Quilt no. 0010: Feedsack Scramble

That said, I do have something to say about Completely Cauchy’s navel gazing at small community.

I am largely at the peripheral of the Modern Quilting movement. I don’t have a huge network inside of the small community that does exist and the network I do have is entirely based off of Instagram. This is largely because I live in a rural place and partly because I like community when I can engage with text. I’ve been musing over the conversation around being accepted to or rejected from the show at Quiltcon 2015.

One of things that has frustrated me in finding quilting community was a fundamental lack of constructive criticism. I think a lot of the hurt and backlash from being rejected from QuiltCon was because there wasn’t any feedback given. If the work you are making is largely self-propelled and some what insular, it is hard to receive feedback. If the only feedback you’ve received has been overwhelmingly positive and then you are rejected from something that is propelled by the community you are part of, it feels really personal. I think being able to make a space to talk about work and give constructive criticism would be really great way for individuals and the movement alike to grow. Teaching one another both to see the successes and short-comings of the work we are making was fundamental in my growth as a maker.

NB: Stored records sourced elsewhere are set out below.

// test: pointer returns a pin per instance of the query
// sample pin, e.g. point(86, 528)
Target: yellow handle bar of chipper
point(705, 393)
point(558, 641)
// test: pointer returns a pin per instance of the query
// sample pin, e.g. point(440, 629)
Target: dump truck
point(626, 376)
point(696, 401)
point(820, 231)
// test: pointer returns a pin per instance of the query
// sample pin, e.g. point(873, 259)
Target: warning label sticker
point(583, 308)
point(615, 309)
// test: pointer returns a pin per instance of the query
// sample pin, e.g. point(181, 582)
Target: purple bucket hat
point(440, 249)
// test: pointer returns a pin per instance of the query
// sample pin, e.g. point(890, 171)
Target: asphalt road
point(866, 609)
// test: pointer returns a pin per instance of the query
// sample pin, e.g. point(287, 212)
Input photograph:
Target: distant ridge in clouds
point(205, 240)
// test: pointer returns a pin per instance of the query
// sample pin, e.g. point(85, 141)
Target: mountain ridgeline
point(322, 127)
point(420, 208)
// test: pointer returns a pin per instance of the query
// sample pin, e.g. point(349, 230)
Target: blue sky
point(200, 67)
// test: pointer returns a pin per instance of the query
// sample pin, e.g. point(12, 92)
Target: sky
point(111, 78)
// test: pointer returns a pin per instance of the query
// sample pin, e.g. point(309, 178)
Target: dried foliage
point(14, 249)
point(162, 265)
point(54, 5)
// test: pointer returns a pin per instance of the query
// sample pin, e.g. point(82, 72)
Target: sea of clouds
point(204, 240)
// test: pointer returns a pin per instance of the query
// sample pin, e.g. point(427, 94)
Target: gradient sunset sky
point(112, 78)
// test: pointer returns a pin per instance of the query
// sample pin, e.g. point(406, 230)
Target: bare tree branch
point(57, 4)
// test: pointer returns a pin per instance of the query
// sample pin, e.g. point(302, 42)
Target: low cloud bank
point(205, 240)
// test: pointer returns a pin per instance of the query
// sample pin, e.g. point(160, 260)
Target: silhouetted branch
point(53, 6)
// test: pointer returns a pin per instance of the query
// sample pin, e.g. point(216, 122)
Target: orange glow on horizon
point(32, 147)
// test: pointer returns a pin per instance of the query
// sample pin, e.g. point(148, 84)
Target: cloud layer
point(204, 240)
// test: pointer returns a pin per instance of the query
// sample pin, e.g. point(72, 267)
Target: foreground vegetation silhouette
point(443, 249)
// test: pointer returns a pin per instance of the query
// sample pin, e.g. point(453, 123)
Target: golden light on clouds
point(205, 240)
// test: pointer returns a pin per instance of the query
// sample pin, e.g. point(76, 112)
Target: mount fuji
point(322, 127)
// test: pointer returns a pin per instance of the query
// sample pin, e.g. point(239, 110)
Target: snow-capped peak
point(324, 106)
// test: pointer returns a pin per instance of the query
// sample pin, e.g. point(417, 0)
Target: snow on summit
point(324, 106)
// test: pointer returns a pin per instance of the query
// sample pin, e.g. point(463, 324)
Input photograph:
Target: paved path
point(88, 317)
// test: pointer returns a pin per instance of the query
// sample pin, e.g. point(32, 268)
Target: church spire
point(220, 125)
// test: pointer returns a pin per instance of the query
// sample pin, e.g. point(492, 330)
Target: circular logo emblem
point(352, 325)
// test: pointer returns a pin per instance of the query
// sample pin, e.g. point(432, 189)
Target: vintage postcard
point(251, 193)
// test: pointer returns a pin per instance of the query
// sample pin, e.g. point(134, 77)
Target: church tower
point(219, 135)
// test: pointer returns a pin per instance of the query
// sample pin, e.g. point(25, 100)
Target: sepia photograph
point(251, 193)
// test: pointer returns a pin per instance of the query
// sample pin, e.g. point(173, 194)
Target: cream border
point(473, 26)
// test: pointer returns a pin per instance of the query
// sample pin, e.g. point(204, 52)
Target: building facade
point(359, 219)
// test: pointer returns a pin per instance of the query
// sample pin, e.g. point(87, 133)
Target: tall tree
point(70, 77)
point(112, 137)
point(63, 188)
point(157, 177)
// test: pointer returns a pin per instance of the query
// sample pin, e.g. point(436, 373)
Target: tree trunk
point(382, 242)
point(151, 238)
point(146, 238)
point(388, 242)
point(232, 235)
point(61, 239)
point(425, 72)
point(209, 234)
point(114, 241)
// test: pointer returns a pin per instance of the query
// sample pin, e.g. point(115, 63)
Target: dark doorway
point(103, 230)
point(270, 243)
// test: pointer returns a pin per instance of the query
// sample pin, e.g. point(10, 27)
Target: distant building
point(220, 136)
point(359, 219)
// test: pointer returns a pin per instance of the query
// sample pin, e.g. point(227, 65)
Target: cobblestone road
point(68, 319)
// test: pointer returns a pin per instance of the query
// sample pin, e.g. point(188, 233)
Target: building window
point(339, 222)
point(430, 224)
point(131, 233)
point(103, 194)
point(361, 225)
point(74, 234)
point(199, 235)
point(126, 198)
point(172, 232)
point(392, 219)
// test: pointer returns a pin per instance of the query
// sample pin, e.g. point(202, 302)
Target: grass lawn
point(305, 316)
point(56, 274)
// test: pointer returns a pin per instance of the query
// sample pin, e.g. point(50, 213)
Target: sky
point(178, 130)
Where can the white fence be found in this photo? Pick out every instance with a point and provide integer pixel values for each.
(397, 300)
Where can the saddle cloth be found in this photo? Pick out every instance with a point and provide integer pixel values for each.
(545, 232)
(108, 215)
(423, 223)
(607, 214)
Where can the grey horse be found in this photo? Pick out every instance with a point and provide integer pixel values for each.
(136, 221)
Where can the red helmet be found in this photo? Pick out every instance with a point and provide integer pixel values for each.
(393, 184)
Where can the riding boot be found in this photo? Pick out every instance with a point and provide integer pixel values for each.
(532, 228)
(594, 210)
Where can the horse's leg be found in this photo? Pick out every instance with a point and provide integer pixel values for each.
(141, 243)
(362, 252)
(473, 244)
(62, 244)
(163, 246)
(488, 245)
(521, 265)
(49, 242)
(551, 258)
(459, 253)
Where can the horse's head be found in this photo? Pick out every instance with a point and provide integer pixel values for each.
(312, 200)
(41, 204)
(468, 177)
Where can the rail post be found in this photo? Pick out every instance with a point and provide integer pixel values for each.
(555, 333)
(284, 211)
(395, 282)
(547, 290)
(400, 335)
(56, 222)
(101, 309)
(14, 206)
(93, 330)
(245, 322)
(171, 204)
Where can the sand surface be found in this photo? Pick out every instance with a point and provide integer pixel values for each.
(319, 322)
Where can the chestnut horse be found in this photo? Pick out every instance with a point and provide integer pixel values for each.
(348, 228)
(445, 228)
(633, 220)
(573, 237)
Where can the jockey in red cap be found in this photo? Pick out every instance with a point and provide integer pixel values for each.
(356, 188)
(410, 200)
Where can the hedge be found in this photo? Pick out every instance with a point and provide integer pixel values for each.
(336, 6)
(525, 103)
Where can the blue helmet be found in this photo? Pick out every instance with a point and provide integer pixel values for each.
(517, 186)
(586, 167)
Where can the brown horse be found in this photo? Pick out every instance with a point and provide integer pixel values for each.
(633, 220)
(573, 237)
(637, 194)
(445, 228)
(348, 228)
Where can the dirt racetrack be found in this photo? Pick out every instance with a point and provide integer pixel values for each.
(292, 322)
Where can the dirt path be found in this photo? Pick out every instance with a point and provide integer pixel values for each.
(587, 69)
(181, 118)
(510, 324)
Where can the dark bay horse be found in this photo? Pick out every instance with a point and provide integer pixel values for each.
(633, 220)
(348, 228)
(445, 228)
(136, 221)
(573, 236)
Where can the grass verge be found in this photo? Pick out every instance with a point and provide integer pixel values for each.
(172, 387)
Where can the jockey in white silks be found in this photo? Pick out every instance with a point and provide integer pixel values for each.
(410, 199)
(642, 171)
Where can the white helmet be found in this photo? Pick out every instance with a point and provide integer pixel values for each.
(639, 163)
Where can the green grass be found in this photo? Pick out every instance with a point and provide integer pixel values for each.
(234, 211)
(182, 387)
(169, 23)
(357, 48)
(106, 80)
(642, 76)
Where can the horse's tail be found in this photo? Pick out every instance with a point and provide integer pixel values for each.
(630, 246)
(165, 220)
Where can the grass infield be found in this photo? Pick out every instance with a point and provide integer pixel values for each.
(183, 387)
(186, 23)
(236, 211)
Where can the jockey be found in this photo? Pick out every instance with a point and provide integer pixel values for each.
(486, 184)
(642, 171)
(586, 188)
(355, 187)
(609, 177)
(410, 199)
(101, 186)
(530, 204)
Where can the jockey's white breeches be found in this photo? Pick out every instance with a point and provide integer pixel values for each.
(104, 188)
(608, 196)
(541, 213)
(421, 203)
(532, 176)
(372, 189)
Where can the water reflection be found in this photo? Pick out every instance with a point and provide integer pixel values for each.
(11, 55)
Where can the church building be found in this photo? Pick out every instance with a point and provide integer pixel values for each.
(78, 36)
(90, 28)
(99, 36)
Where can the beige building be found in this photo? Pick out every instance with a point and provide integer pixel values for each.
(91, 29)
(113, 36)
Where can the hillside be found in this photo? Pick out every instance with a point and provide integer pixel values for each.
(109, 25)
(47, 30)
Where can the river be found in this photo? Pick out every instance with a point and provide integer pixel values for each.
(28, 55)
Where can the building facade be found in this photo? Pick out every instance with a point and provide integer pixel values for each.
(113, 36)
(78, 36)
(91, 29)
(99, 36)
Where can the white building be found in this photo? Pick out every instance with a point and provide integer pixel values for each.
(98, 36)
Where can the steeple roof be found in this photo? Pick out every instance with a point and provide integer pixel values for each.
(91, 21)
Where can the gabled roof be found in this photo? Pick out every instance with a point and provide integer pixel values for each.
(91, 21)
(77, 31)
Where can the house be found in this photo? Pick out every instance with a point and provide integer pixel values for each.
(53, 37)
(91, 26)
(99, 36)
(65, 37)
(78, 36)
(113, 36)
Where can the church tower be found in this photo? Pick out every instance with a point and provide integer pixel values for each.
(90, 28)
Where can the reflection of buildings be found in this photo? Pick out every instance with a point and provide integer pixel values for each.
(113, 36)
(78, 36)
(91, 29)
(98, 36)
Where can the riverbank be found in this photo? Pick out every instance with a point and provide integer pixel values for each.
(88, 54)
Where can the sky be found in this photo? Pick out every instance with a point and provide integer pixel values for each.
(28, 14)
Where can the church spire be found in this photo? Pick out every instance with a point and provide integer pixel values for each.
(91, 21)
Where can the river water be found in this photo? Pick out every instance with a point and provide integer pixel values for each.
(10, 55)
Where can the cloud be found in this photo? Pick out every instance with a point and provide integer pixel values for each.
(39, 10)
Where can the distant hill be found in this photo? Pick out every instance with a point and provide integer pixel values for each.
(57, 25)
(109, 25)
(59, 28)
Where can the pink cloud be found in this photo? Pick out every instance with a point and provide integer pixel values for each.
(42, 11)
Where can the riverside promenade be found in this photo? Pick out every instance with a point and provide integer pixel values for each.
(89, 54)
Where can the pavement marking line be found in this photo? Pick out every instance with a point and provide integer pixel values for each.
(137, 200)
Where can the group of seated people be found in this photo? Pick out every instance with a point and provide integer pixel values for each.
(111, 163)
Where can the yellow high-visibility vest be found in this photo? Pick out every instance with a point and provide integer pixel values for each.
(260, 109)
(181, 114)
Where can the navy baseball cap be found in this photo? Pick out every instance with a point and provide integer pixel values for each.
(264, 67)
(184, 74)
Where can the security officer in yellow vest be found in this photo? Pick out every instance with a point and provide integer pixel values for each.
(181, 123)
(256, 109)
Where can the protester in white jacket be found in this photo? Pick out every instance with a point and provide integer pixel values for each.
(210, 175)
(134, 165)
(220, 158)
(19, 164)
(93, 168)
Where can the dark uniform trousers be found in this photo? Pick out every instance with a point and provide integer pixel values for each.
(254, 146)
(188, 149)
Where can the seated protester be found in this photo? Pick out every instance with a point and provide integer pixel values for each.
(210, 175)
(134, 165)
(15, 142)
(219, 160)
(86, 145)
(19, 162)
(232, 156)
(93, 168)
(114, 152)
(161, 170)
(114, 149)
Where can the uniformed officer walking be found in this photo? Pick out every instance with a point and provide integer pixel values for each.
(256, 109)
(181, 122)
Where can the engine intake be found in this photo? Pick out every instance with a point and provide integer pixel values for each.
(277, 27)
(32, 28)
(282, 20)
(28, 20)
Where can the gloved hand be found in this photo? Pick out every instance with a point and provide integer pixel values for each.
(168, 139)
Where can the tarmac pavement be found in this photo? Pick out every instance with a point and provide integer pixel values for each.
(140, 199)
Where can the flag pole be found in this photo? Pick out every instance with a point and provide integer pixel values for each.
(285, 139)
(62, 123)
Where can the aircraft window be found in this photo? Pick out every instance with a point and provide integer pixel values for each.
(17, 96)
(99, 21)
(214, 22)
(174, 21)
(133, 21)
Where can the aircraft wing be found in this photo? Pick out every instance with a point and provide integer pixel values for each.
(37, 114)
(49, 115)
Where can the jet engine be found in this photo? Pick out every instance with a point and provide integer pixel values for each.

Quilt no. 0010: Feedsack Scramble

Social media has made connection much easier, which is awesome. It’s awesome being part of something where everyone is each other’s cheerleaders, where we are collectively inspired by each other’s work. I believe it is part of the reason that I picked quilting back up; I wanted to make and be surrounded by people who make for the sake of making. The community around quilting, both now and historically, has largely been an organic thing. It feels the opposite of my experience in the fine art world.

One of the first things I learned in school was that I was part of a tradition. In order to move beyond what had already been done, it was imperative to learn the history of the medium and to refine craft.

After returning to it from a decade of hiatus, I approached quilting in the same way that I was taught to approach photography. The first book I read was Quilts in America. I come from a family of women who sew and quilt and grew up and lived in an area who’s quilting history has been extensively researched. My main inspiration is the Amish quilts of Lancaster county. I approach quilting with the idea of using stuff that has outgrown it’s use as one object but can be remade into something new and useful again.

Quilt no. 0010: Feedsack Scramble

I don’t think the modern quilting movement is a-historical, like Joe the Quilter says. I have seen far too many clever takes on traditional work for me to believe that most modern quilters don’t know their history. A lot of modern quilters are working from another place of reference; from fine art, modern graphic and industrial design. Even if one isn’t away of it, we live in a postmodern world where things are appropriated and mixed up and re-appropriated.

I see parallels between the criticism of modern quilts and studio quilts, when they exploded in the 90’s. When one group of makers tells another group of makers what they’re doing isn’t quite right, it does NOT foster community between the new and the old. It drives a wedge between them. I have reverence and respect for the hundreds of thousands of quilters that have left behind incredible work. I think inviting mixing between traditional quilters and modern quilters, to let the lines blur, has the potential to pass knowledge around in a circle, rather than in a line.

Quilt no. 0010: Feedsack Scramble

Similarly to what has happened with quilting through out history, modern quilting will be another movement and another means of making quilts. I think it’s harder now to have that perspective because it feels we are living in the future. The western world lives at and in the forefront of technology in a way that has never happened before. Quilters are making their own archive with every single blog, instagram, reddit, facebook and twitter post. Quilting in the 21st century may look very different then it did in the 18th, 19th and 20th century but it is still the same at the core.

The purpose is to make, to create, to construct something with one’s own hands. Regardless of intention or aesthetics, to quilt is act of self-expression.